Sometimes the suits who watch several pits are called pit managers. Regardless, the job starts with the ability to watch the dealers for errors and to ensure that proper procedures are followed, payoffs are handled correctly, and guests are treated properly. Floor supervisors will be in direct and constant contact with the dealers and guests. The pit boss will oversee the pit and the paperwork involved.

Paperwork includes player rating sheets, table game inventory sheets, table (chip) fill and credit slips, shift reports, MTL and CTR documents and any other items required by the US Title 31 banking regulations.

In Nevada, these were originally called Reg. 6-G, but the banking regulations have now taken precedent.

Player Disputes

Due to player or dealer errors, there will occasionally be disputes on table games. The pit boss may be called as a final authority regarding disagreements or requests. A thorough understanding of all table game rules and regulations is a must for the job of pit boss.

Extended disputes may require the presence of the casino manager or manager on duty, and the Casino Regulatory Agency or Gaming Control Board.

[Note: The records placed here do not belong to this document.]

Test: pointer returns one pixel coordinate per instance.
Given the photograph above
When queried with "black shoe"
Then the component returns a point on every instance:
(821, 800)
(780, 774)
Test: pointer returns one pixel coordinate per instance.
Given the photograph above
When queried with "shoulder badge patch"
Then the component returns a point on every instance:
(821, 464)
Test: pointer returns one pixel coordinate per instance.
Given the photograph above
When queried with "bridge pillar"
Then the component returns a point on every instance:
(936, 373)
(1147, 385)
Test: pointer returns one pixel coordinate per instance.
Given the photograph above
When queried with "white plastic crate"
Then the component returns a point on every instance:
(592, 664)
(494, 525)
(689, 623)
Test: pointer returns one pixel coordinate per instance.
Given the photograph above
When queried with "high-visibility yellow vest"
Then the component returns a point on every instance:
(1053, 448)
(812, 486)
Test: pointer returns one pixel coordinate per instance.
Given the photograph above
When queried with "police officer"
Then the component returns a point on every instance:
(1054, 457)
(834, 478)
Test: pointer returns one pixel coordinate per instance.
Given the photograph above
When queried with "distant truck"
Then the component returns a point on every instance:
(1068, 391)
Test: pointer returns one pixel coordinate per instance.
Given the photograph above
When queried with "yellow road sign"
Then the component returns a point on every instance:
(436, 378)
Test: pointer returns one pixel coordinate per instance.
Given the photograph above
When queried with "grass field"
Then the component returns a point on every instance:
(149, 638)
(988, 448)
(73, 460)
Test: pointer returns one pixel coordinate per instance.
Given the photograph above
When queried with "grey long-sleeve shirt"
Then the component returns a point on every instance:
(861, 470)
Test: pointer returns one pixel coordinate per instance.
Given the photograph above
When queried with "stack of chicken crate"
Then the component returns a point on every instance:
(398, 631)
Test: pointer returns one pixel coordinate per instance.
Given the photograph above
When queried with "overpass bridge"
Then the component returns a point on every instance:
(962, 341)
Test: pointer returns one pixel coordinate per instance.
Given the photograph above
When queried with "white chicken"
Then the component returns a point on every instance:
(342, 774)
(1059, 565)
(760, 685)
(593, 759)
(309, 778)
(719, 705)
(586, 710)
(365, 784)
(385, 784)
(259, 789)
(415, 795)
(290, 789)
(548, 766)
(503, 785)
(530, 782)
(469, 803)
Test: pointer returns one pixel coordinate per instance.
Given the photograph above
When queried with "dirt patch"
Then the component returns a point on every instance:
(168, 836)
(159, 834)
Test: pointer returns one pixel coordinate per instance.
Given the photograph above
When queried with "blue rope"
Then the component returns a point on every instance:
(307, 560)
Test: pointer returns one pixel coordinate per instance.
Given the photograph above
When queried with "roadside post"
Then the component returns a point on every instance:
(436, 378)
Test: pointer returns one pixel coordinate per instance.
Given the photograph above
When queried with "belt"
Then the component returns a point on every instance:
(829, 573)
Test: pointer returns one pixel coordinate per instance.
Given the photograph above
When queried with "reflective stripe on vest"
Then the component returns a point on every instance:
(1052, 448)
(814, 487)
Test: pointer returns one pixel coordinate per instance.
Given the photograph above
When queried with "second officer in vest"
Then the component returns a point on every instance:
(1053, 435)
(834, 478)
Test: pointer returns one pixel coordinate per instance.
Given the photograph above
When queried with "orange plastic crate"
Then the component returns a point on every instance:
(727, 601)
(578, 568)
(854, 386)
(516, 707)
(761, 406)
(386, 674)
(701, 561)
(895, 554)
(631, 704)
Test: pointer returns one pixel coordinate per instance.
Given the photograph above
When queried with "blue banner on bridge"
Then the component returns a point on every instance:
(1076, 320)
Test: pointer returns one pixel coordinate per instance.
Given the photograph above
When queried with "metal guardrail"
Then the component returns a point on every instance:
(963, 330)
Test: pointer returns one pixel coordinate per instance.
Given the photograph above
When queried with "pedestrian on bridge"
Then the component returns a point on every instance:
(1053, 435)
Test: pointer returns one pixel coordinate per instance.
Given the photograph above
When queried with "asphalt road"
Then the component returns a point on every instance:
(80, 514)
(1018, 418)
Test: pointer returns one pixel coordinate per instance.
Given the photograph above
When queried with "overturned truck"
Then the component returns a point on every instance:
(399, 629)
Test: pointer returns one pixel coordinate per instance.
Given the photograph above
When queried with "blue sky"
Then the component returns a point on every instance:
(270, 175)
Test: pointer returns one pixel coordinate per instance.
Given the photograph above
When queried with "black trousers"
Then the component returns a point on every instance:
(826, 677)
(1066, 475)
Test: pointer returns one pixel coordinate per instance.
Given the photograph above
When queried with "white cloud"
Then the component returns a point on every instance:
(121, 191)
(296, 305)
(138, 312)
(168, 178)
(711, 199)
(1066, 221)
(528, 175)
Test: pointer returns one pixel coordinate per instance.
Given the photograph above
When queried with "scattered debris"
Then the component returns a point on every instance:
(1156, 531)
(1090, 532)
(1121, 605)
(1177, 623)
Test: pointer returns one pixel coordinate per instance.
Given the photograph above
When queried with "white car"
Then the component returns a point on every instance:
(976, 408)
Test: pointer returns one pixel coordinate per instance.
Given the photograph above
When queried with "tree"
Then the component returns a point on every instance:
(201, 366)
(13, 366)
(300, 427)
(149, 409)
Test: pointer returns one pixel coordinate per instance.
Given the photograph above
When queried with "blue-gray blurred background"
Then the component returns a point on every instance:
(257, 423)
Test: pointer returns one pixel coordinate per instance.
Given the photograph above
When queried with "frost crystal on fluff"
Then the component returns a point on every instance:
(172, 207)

In addition to casino floor management such as credit, surveillance, game protection, comps and the pencil (daily dealer table scheduling and staffing), pit bosses are responsible for myriad office paperwork jobs.


The paperwork required to run a large casino's table games department is considerable. Pit bosses and floor supervisors are often responsible for handling dealer schedule and shift changes, personal time off, vacations and regular scheduling. Dealer and floor supervisor coaching and reviews are standard, as well as training in guest interaction, coaching, game protection, and floor paperwork like guest and table wins and losses and proper procedures for fills, credits, and table inventory. Card counting, cheating, and scams are also on the training schedule so supervisors understand what to look for and how to combat problems.

Daily shift reports for shift managers may also need to be prepared, but the after-hours paperwork is usually quick. A standard eight-hour shift usually includes three or four short breaks; one of which is at least half an hour for a meal period.

Pay Scale

Pit bosses are usually paid more than box men (who watch a crap game) and floor supervisors. When pit boss duties include most of the duties listed above, the position will often start at approximately $20 per hour. Some pit bosses receive an envelope, which is a tiny cut of dealer takes, regardless of whether the dealers go for their own or split their tips with other dealers. Envelopes may be as small as $10 or $20 to well over $100.

Don't worry if this isn't for you, there are a lot of different casino jobs!